[fastfunc] Use the python2/oils string model in Utf8DecodeOne

PossiblyAShrub commented 1 month ago

Per the discussion in #1965, I've made the following updates:

Made the fastfunc.Utf8DecodeOne "safe" by exposing the python2/oils string model (over the C one)
Removed the NUL special casing in our osh/string_ops.py UTF-8 functions (fastfunc.Utf8DecodeOne now handles that)
Added some tests to validate that string APIs like Str => trim*() are resilient to zero-codepoints

andychu commented 1 month ago

Thinking about it a little more, I think the caller is responsible for not calling utf8_decode() on the trailing NUL, in the valid case

Because you don't want to get UTF8_OK in that case

But in the invalid case, the NUL that the caller supplied IS read, and that's OK, and it's necessary to return UTF8_TRUNCATED_BYTES

In other words, I think we actually don't need UTF8_END_OF_STREAM at all? I think we can just get rid of it, and make the caller is responsible

NUL terminating every string
not over-running the buffer -- i.e. don't call it when on the NUL past the end of the string, only ones before the end of the string (which it knows)

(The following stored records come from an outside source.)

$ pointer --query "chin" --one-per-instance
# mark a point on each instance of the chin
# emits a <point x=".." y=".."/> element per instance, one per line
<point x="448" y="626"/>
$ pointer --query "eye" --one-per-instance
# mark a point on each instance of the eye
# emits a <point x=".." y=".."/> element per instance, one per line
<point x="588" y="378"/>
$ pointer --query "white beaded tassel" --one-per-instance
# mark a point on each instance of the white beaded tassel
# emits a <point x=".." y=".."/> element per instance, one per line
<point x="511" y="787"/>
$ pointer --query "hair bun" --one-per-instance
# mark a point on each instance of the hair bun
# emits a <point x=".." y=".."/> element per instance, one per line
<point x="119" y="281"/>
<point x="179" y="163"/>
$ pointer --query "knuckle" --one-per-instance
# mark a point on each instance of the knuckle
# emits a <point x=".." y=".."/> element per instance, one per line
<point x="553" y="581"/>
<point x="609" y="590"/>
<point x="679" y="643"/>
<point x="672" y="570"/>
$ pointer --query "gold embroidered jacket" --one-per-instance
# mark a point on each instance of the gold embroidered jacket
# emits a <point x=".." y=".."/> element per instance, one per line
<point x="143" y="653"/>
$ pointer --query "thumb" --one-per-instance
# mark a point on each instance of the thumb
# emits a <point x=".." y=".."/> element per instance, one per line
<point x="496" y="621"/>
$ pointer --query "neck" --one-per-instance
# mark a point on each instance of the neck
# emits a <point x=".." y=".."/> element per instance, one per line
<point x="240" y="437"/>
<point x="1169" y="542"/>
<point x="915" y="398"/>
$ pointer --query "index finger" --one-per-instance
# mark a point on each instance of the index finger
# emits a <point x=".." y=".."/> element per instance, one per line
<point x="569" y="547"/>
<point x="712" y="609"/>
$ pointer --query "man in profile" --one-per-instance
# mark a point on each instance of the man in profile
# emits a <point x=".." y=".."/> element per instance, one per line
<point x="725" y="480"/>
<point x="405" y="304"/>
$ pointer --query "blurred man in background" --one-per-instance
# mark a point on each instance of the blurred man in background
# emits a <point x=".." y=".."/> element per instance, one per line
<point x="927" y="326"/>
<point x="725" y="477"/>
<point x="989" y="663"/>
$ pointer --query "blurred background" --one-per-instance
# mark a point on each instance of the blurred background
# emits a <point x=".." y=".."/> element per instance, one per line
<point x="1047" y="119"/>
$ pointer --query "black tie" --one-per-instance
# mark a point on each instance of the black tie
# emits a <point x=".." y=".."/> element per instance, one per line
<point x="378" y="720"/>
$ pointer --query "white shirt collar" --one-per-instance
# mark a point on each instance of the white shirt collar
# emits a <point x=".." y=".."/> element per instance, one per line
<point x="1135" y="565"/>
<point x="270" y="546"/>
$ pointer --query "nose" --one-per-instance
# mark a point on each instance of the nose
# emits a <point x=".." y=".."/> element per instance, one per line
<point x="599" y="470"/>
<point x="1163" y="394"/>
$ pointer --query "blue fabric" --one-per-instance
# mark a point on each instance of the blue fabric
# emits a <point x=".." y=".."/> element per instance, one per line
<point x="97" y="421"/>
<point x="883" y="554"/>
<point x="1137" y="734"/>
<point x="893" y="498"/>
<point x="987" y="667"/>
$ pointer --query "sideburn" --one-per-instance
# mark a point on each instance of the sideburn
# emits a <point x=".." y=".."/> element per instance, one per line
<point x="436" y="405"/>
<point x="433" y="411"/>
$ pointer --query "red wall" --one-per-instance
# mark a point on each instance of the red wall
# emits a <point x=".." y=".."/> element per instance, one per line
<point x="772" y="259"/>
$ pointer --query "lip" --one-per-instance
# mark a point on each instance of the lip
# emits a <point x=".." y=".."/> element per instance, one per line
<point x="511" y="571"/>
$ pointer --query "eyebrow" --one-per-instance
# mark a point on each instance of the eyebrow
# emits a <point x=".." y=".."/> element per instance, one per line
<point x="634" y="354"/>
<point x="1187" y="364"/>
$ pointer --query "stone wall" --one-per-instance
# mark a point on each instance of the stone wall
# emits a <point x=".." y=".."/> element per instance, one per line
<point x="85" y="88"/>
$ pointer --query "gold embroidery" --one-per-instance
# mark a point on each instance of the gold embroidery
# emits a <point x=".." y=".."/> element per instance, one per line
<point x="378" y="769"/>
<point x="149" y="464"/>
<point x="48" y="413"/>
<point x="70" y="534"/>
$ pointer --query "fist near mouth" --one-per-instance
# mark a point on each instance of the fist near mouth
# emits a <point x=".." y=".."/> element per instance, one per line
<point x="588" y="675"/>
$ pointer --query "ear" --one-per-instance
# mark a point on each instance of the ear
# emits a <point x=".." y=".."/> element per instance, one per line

It is a bit weird and subtle, but I think it makes sense

(and this issue is why I was initially confused about the whole state machine / "inverting" the Crockford code)

PossiblyAShrub commented 1 month ago

Yeah, you were right about removing the END_OF_STREAM error state; it simplified the code while preserving correctness. The "nul-terminator required but you must keep track of the buffer end" rule is certainly subtle, so I made sure to note it in the doc-comment.

This is ready for another review.

andychu commented 1 month ago

Looks very nice now, thanks!

andychu commented 1 month ago

(thought)

One way to think about this is that utf8_decode() does NOT take a NUL terminated string

It is more like an "unsafe transducer" that takes a pointer, sorta like J8EncodeOne() and ShellEncodeOne()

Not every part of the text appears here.